Friday, January 25, 2008

Murder, copyright law, Washington, D. C. and Pyongyang: books and reviews

Here is a set of mini-reviews of books I've recently read.

I just read my first ever George Pelecanos book, Soul Circus, which is one of the series of Derek Strange, P. I. novels. I found Soul Circus to be very good. The story starts out with everything going well for Strange and his partner Terry Quinn, who have an urban detective agency in Washington, D. C. However, Quinn is uncomfortable with the job that opens the story, and sounds of the upcoming train wreck start to echo long before the collision happens; a literary Doppler effect, perhaps. This is one book where I accidentally saw comments by others at Amazon. Hmmm... Well, the book deals with the reality of how gun laws in Virginia and nearby States affect life and death in the Capitol. It's curious how people often want to kill the messenger rather than face the message (referring to some of the comments by other readers). Anyway, this is not a perfect novel, but the flaws are relatively minor: in particular, the character and motivation of Quinn are hard to understand (though reading the earlier books would undoubtedly help, given the hints that we do find about his recent past). Nevertheless, there is a highly-authentic feel to the writing, a great use of music to add to the atmosphere, and a tough set of moral ambiguities, and no-so-ambiguous issues, to deal with.
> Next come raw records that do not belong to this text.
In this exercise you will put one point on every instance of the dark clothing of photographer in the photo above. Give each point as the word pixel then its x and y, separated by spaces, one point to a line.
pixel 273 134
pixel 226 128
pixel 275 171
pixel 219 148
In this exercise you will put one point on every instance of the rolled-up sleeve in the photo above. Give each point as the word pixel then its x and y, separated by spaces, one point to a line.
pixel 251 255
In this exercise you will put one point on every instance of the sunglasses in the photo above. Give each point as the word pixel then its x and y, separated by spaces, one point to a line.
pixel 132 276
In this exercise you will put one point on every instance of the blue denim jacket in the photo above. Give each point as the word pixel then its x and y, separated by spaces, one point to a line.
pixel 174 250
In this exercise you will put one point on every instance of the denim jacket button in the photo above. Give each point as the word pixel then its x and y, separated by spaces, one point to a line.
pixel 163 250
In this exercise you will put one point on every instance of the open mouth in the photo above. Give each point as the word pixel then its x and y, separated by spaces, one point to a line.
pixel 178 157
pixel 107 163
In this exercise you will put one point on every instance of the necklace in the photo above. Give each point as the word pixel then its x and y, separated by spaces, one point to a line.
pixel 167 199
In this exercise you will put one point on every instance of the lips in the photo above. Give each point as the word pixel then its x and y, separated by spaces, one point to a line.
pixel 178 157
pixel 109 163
If you like crime fiction to move fast, hit hard, and illuminate rather than sugar-coat life, this is well-worth reading.

Errors and Omissions, by Paul Goldstein, is a novel that fell short of my hopes, but that still maintained a good flow and storyline almost all the way through. It deals with legal rights of ownership by artists and writers, ethics in Hollywood (or the lack thereof), the McCarthy era blacklists, and murder. The book also deals with the effects of the past on people, even many decades later, and gives an unromantic picture of alcoholism. Errors and Omissions is a legal thriller with a fresh perspective, though the plot needed more planning- every now and then the story seems to tread water. I can still say I'm glad that I read the book, which managed to mix a lot of fascinating and tragic history into the contemporary tale, and I hope to see more from the author.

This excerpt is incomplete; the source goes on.